Getting More from DOORS with DXL:

Matching Word Patterns with Regular Expressions

by Ian Alexander

www.scenarioplus.org.uk

Requirements are a vital channel of communication between people with different responsibilities. Models, data structures and diagrams are important – and DOORS, together with its DXL programming language, supports all of them. But a key part of any requirements specification will always be natural language, such as English, because that is what people mostly use to communicate with each other.

One of the common difficulties with natural language is that it is imprecise. It is hard to describe things exactly, or to use exactly the same form of words every time. Unfortunately, computers and machines are very literal-minded; if the words are different, the machine assumes a different thing is being referred to.

The regular expression is a programming tool that helps to get over this problem, among others. You can write a pattern that describes a class of things you want to identify as being the same in some way; and the machine can then automatically select the things, almost as if it was intelligent.

Regular Expressions

You are probably familiar with an informal sort of pattern from your computer’s filing system. You can write the expression "*.dxl" and the computer will display all the files in a directory that have the extension ‘.dxl’ at the end. The ‘*’ denotes ‘any string of characters’, allowing you to ask for the DXL filenames without knowing in advance what letters or numbers they are composed of.

DXL’s regular expression syntax gives you much more power than that simple piece of pattern-matching. It forms, in fact, a sort of pattern language of its own. The good news is that it is the same language as is used in UNIX and some other systems; for example, the UNIX operating system command ‘grep’ (standing for Global REPlace) allows system programmers to put together scripts that precisely select the wanted lines in files according to the Regular Expression rules.

Suppose your organisation’s standards call for requirements to be written with one of the keywords ‘shall’, ‘should’, or ‘may’ according to their priority. To identify all the requirement statements, you could write a pattern like this:

Regexp isRequirement = regexp "(shall|should|may)"

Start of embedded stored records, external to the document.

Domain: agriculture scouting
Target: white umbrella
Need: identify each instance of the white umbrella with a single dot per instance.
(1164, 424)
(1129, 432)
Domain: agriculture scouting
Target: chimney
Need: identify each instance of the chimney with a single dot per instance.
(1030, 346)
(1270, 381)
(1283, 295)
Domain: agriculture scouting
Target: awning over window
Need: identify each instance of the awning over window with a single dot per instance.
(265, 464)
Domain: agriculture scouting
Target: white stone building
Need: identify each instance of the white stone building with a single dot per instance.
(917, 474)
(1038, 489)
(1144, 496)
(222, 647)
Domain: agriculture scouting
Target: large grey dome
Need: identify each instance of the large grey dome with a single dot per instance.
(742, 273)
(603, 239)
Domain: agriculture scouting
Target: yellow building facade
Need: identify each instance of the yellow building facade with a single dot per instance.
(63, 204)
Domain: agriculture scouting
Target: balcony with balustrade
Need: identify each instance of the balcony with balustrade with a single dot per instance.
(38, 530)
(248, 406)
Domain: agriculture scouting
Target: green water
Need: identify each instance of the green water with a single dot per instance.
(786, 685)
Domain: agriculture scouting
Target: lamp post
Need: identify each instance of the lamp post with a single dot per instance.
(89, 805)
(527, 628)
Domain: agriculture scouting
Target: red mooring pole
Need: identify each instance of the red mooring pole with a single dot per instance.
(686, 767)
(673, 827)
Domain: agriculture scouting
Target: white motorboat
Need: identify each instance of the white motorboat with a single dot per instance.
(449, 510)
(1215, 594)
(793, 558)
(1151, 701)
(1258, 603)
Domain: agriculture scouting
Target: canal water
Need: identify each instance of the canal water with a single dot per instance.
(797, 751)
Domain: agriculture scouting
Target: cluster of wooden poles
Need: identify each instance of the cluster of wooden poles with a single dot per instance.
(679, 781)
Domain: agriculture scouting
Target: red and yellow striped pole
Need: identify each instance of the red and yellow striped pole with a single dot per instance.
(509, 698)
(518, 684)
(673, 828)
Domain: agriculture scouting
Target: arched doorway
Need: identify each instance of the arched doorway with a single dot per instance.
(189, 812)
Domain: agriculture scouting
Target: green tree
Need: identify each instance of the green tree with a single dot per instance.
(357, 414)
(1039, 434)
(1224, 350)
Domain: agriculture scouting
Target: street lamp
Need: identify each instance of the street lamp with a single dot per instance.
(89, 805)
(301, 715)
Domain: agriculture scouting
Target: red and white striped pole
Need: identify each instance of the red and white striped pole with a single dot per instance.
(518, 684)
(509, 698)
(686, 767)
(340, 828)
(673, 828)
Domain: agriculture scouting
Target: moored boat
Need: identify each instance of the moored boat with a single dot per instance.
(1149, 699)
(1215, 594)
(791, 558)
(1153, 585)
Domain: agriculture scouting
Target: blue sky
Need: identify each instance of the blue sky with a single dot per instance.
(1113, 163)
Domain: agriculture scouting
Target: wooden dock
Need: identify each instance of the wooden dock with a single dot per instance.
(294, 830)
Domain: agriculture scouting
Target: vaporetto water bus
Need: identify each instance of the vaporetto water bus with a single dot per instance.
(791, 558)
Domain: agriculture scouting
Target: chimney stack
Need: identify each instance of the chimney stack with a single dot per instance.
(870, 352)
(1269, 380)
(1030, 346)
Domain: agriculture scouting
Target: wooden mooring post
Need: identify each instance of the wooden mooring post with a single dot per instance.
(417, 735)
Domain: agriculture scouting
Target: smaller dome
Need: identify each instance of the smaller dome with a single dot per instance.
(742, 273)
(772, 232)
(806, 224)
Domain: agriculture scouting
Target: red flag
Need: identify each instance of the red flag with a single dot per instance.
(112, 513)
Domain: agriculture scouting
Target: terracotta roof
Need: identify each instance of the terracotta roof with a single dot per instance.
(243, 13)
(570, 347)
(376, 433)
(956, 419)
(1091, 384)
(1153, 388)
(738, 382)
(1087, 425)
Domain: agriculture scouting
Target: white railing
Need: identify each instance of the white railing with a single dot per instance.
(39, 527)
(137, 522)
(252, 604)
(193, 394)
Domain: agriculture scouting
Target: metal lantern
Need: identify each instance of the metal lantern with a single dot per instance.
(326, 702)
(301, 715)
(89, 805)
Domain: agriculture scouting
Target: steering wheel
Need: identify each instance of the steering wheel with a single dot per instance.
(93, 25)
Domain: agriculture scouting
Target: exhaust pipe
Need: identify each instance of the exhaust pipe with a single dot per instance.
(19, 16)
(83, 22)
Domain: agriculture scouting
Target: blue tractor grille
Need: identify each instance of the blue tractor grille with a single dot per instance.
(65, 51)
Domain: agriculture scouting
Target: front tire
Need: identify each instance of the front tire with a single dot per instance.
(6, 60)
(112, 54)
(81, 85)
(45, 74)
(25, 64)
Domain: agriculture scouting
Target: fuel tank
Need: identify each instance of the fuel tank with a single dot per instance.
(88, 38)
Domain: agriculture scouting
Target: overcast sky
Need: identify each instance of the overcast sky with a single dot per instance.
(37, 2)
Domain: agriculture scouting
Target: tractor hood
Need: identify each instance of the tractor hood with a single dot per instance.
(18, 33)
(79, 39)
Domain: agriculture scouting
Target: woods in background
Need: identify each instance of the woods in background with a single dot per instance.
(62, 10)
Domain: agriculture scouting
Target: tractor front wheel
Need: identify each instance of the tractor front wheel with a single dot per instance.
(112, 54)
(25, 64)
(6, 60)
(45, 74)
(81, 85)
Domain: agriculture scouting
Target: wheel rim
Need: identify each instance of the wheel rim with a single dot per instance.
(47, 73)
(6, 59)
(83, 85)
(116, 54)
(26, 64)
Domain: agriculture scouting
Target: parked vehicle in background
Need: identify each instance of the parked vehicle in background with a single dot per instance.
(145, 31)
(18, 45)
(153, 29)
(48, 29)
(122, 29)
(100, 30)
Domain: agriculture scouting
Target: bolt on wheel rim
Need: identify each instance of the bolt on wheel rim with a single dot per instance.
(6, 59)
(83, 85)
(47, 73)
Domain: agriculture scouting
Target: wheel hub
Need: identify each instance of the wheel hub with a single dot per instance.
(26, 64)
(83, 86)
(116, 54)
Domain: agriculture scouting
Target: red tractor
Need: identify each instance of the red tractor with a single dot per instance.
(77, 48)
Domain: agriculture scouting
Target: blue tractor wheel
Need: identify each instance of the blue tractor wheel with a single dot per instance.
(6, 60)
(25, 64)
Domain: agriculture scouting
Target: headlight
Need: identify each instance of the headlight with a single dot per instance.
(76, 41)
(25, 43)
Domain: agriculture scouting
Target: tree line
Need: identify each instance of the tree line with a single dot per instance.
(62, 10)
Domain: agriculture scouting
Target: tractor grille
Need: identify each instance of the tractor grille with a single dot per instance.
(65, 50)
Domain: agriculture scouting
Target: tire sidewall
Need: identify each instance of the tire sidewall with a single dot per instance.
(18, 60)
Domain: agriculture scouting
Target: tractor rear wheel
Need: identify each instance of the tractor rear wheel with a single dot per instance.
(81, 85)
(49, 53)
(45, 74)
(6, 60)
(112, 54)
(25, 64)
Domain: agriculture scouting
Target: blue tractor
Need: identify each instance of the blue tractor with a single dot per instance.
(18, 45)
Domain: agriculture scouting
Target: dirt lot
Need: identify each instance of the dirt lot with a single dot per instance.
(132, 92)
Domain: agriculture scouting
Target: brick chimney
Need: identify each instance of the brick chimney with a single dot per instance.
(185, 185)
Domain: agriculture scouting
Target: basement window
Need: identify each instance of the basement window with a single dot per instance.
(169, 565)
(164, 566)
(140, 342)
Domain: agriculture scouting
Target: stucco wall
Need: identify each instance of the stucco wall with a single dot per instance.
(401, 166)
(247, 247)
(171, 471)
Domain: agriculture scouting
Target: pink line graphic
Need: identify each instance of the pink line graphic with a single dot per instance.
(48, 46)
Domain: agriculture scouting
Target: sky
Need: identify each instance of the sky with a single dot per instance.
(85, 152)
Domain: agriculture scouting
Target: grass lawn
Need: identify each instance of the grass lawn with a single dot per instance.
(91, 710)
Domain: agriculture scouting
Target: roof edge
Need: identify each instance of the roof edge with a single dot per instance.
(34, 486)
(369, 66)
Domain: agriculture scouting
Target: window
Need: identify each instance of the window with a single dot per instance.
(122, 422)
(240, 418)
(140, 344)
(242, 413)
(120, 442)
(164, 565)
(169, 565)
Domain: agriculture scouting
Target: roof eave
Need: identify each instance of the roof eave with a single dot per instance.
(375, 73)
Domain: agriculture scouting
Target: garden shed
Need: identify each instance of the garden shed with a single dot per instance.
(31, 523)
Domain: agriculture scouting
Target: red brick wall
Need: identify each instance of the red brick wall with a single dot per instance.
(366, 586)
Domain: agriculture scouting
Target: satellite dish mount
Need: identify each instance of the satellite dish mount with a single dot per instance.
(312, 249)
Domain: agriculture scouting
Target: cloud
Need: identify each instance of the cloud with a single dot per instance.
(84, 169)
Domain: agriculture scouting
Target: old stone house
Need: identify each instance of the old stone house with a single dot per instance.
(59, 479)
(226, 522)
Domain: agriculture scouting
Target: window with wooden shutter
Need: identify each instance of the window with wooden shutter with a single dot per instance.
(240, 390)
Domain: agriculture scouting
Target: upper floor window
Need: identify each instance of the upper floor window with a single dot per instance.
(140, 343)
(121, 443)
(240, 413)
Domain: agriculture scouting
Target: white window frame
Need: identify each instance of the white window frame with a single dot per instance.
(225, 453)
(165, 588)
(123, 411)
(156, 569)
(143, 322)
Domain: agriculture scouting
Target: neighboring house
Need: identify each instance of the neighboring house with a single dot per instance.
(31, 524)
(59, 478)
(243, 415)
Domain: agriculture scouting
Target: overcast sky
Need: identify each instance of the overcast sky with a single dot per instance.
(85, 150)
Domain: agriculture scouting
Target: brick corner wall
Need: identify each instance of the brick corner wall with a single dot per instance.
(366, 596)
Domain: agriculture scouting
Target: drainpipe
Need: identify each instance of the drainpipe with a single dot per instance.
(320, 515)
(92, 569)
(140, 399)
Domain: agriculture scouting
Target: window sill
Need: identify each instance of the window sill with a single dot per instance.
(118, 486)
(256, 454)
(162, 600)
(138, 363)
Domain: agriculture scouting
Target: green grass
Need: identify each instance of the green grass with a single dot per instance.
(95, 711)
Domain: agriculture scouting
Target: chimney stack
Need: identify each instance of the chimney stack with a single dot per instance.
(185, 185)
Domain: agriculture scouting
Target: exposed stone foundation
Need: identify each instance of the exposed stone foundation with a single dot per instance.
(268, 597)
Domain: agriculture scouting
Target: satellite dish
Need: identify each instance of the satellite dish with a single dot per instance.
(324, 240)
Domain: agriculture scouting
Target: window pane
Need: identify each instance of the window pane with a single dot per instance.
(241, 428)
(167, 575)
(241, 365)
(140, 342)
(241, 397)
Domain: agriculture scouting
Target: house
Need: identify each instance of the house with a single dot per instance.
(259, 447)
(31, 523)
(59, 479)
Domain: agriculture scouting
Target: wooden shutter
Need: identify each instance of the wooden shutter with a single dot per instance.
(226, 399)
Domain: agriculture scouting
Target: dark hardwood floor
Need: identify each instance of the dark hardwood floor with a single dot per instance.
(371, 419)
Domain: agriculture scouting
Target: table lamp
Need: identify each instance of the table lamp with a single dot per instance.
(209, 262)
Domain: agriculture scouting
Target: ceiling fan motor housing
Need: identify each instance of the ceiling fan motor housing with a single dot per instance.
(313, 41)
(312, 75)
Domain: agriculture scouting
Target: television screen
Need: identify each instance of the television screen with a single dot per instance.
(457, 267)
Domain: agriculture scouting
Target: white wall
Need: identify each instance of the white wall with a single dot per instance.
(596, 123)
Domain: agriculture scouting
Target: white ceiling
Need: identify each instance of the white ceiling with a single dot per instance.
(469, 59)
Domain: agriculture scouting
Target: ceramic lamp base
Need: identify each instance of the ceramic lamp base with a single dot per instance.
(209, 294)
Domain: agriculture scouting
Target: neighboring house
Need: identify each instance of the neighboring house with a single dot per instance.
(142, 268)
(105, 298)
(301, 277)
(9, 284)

This allows you to test directly whether something is a requirement:

Object o = current
string thisText = o."Object Text"
if isRequirement thisText then ...

With a simple for loop you can then construct a custom filter to select all the requirements defined in this way, in a DOORS module. The most direct way to do this is to use the accept and reject commands to include only the

Here is a complete example program:

Regexp isRequirement = regexp "(shall|should|may)"
Module m = current
Object o
string thisText string mName = m."Name"
int reqCount = 0
filtering off
for
o in m do {
thisText = o."Object Text"
if isRequirement thisText then {


reqCount ++
accept
o

} else {
reject
o
}

}
filtering on
infoBox "There are " reqCount " requirements" //-
"\nin Module '" mName "'"

This program both filters the module down to the objects whose texts match our isRequirement pattern, and counts the number of such objects:

This example has informally introduced some of the basic DXL constructs. In a little more detail, ‘Regexp’ is the data type for regular expressions. ‘regexp’ (all in lowercase) is a function that constructs a Regexp from a string of symbols. round brackets '(…)' introduce (sub-)expressions; the vertical bar '|' introduces alternatives. As you can see from the example, you can then use the constructed Regexp as a truth-valued (Boolean) function to test whether strings match your defined pattern.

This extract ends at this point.